A fine feabbraio Bofa ha cercato di definire il valore del tesoro nascosto nei forzieri di Piazzetta Cuccia. Gli analisti americani hanno considerato come obiettivo (conservativo) una solidità patrimoniale Cet1 Fully Loaded al 12% (il dato non include il beneficio del Danish Compromise), hanno aggiunto una crescita del capitale per via interna e considerato le modifiche normative previste a livello europeo. Alla fine i broker sono giunti alla conclusione che Mediobanca ha una cassa “da guerra” 1,1 miliardi di euro, pari a circa il 15% della capitalizzazione di mercato. Il che equivale a 7,7 volte il rapporto prezzo/utile atteso per il biennio 2919/2020, a sconto del 18% rispetto alle banche europee per un titolo che, secondo BofA, è molto poco a rischio sul fronte di una possibile diluizione.

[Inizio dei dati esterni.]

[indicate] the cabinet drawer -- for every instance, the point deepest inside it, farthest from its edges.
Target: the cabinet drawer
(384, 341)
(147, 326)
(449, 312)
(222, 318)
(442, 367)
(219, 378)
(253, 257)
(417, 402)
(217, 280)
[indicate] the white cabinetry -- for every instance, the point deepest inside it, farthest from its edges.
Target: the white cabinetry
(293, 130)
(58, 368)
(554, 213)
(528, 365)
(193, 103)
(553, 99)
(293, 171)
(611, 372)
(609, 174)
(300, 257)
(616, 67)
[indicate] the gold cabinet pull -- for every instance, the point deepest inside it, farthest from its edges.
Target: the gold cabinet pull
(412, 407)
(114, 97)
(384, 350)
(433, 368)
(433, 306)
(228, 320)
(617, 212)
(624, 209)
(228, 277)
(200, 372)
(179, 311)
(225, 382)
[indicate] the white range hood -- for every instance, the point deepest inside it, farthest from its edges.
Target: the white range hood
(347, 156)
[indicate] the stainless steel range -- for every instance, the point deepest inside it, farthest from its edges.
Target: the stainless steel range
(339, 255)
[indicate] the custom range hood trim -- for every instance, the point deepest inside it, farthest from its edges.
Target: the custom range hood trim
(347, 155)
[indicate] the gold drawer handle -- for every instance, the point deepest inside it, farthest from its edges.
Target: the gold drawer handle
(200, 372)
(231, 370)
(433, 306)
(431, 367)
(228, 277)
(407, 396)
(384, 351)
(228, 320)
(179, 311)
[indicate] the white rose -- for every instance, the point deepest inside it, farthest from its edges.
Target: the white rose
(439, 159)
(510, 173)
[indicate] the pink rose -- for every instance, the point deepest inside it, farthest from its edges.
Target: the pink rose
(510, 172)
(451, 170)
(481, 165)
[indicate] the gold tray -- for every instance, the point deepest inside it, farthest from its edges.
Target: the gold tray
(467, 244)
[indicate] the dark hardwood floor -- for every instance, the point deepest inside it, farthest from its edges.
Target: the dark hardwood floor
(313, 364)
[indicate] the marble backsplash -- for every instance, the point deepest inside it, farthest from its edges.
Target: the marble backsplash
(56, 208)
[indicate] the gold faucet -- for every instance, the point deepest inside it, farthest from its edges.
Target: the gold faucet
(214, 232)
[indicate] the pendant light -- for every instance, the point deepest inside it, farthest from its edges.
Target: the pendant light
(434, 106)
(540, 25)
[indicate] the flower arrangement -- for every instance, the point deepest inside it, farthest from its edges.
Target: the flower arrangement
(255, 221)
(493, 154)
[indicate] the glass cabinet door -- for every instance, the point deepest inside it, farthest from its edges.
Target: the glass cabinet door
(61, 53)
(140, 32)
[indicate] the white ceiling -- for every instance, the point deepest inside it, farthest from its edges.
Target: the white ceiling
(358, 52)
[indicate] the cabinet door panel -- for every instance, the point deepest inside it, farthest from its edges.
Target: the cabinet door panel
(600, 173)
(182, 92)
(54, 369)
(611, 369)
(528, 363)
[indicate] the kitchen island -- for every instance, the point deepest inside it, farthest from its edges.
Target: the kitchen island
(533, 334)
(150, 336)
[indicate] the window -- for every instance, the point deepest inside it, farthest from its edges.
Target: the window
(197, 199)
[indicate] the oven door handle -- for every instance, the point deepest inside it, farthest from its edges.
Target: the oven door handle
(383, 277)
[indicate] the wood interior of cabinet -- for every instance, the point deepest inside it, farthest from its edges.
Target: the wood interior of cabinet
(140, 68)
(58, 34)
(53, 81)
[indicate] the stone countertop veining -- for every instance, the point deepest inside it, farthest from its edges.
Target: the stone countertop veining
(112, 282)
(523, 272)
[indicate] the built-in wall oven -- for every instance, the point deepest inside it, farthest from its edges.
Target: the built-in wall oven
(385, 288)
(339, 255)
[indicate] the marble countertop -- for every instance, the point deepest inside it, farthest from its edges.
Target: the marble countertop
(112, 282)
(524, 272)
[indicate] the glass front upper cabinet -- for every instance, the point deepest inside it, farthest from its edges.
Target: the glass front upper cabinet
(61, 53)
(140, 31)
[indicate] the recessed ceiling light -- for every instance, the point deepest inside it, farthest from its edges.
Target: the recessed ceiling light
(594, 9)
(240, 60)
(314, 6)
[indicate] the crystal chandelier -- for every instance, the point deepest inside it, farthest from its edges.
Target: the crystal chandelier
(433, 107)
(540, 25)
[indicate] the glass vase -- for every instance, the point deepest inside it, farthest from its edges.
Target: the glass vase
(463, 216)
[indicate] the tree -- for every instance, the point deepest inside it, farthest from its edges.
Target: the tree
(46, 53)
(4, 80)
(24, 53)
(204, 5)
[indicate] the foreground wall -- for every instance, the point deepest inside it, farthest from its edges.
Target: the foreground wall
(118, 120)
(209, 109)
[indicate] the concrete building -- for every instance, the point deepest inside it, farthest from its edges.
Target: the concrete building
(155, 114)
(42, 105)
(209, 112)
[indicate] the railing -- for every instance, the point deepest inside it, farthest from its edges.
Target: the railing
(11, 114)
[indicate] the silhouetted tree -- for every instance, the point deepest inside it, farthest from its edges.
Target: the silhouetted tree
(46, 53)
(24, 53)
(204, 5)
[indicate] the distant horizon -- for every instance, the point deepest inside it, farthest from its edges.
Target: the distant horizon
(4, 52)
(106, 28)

E poiché Mediobanca detiene il 13,465% di Generali , questo corrisponde ad altri 3,45 miliardi di euro ai prezzi attuali di liquidità da aggiungere a 1,1 miliardi in cassa. Se sommate, le due voci portano a 4,55 miliardi di euro (da 4 miliardi di fine febbraio), un vero tesoro da poter usare per operazioni di M&A. La partecipazione nel Leone di Trieste è ad oggi protetta dal Danish Compromise, un principio contabile approvato dall’Ue nel 2012 (quando la Danimarca era presidente di turno), che allevia l’assorbimento di patrimonio per le banche che detengono assicurazioni, evitando doppi conteggi. Il principio protegge i conti di Mediobanca fino al 2024 e quindi l’ad Alberto Nagel non è costretto a vendere il titolo Generali per ora.